(Reuters) – TotalEnergies’ (TTEF.PA) Chief Executive Patrick Pouyanne will visit Suriname next week with the possibility of “good news” on developing oil projects in the South American country, he said on Wednesday at a conference.
France’s TotalEnergies (TTEF.PA) and partner U.S. APA Corp (APA.O) are expected to make a final investment decision by the end of 2024 for block 58, Suriname’s most promising offshore oil area, which could advance the project to the development phase.
Suriname’s President Chan Santokhi last week said on local TV that a top energy executive would visit the country next week to do “big announcements.” “The oil and gas are there,” he added.

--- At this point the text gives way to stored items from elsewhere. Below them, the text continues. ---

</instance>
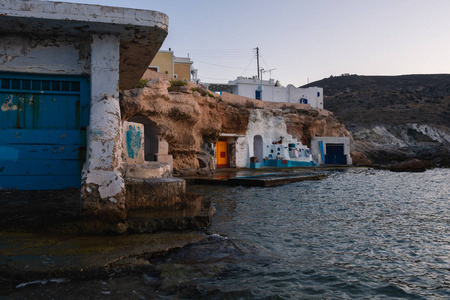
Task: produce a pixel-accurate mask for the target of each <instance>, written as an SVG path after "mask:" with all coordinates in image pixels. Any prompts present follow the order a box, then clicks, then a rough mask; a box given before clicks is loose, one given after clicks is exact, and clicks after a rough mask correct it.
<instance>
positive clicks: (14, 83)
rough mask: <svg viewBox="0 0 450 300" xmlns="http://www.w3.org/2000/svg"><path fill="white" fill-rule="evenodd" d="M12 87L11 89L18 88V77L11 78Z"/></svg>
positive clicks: (18, 85) (18, 80) (17, 89)
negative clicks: (15, 78) (11, 80)
mask: <svg viewBox="0 0 450 300" xmlns="http://www.w3.org/2000/svg"><path fill="white" fill-rule="evenodd" d="M12 89H13V90H20V80H19V79H13V80H12Z"/></svg>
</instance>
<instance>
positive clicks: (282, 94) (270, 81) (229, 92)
mask: <svg viewBox="0 0 450 300" xmlns="http://www.w3.org/2000/svg"><path fill="white" fill-rule="evenodd" d="M205 85H206V86H207V87H208V89H210V90H211V91H213V92H222V91H225V92H228V93H232V94H235V95H239V96H243V97H248V98H253V99H258V100H262V101H268V102H285V103H302V104H309V105H310V106H311V107H312V108H321V109H323V88H320V87H310V88H296V87H295V86H293V85H292V84H289V85H287V86H286V87H284V86H275V81H274V79H270V80H260V79H258V78H257V77H253V78H245V77H238V78H237V79H236V80H232V81H229V82H228V84H212V83H210V84H205ZM261 87H262V88H261Z"/></svg>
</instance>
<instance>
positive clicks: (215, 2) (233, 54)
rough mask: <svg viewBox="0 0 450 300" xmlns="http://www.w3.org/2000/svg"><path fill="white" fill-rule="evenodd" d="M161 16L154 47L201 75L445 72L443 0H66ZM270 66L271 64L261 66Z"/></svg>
mask: <svg viewBox="0 0 450 300" xmlns="http://www.w3.org/2000/svg"><path fill="white" fill-rule="evenodd" d="M59 1H60V2H74V3H88V4H99V5H108V6H118V7H129V8H138V9H149V10H156V11H159V12H162V13H165V14H166V15H168V16H169V34H168V36H167V38H166V40H165V41H164V43H163V45H162V47H161V50H168V49H169V48H171V49H172V51H174V54H175V56H178V57H187V56H189V57H190V58H191V59H192V60H193V61H194V67H195V68H196V69H198V77H199V78H200V79H201V81H202V82H208V83H211V82H212V83H226V82H228V81H229V80H234V79H236V78H237V77H238V76H244V77H251V76H253V75H257V64H256V50H255V48H256V47H258V48H259V53H260V68H263V69H264V70H265V72H264V73H263V79H264V80H267V79H269V78H273V79H275V80H279V81H280V83H281V84H282V85H285V86H286V85H288V84H293V85H295V86H302V85H305V84H307V83H310V82H314V81H317V80H321V79H323V78H327V77H330V76H331V75H333V76H339V75H341V74H344V73H349V74H358V75H405V74H434V73H450V35H449V34H450V32H449V30H450V17H448V14H449V12H450V1H448V0H277V1H274V0H226V1H224V0H222V1H219V0H191V1H181V0H127V1H123V0H70V1H65V0H63V1H61V0H59ZM268 70H271V71H268Z"/></svg>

But government officials have later downplayed the visit, saying the very expected final investment decision, a crucial stage in mega energy projects to determine whether to go ahead with the project, might not come so soon.
“We have in Suriname a field of oil, which is big enough to launch a sizeable deepwater development, but I will reveal all the details to the Suriname president,” Pouyanne said at the Barclays CEO-Energy Power Conference in New York.
The block 58 has been closely watched as it is adjacent to Exxon Mobil’s (XOM.N) massive area in Guyana, and could become Suriname’s first commercial offshore project. Current oil output in the South American country is solely focused onshore.
Suriname’s state-run oil firm Staatsolie has participation rights of up to 20% if a development plan is approved.
Pouyanne had said in April at the company’s first quarter results webcast that 2023 would be a very important year for TotalEnergies in Suriname and Namibia in Africa.
Total declined to elaborate further. APA declined to comment.
In early 2022, TotalEnergies and APA announced a discovery of oil and gas at the Krabdagu-1 well, which followed previous findings at Maka, Kwaskwasi, Sapakara and Keskesi, all at the prolific offshore block 58, operated by TotalEnergies with a 50% working interest.
After progressing in well appraisal, APA said last month the companies had confirmed oil resources of more than 800 million barrels at Sapakara and Krabdagu.
Pouyanné in April said the group was designing a cluster combining resources in different portions of the area, while planning a low oil-to-gas ratio to secure “an efficient development” in Suriname.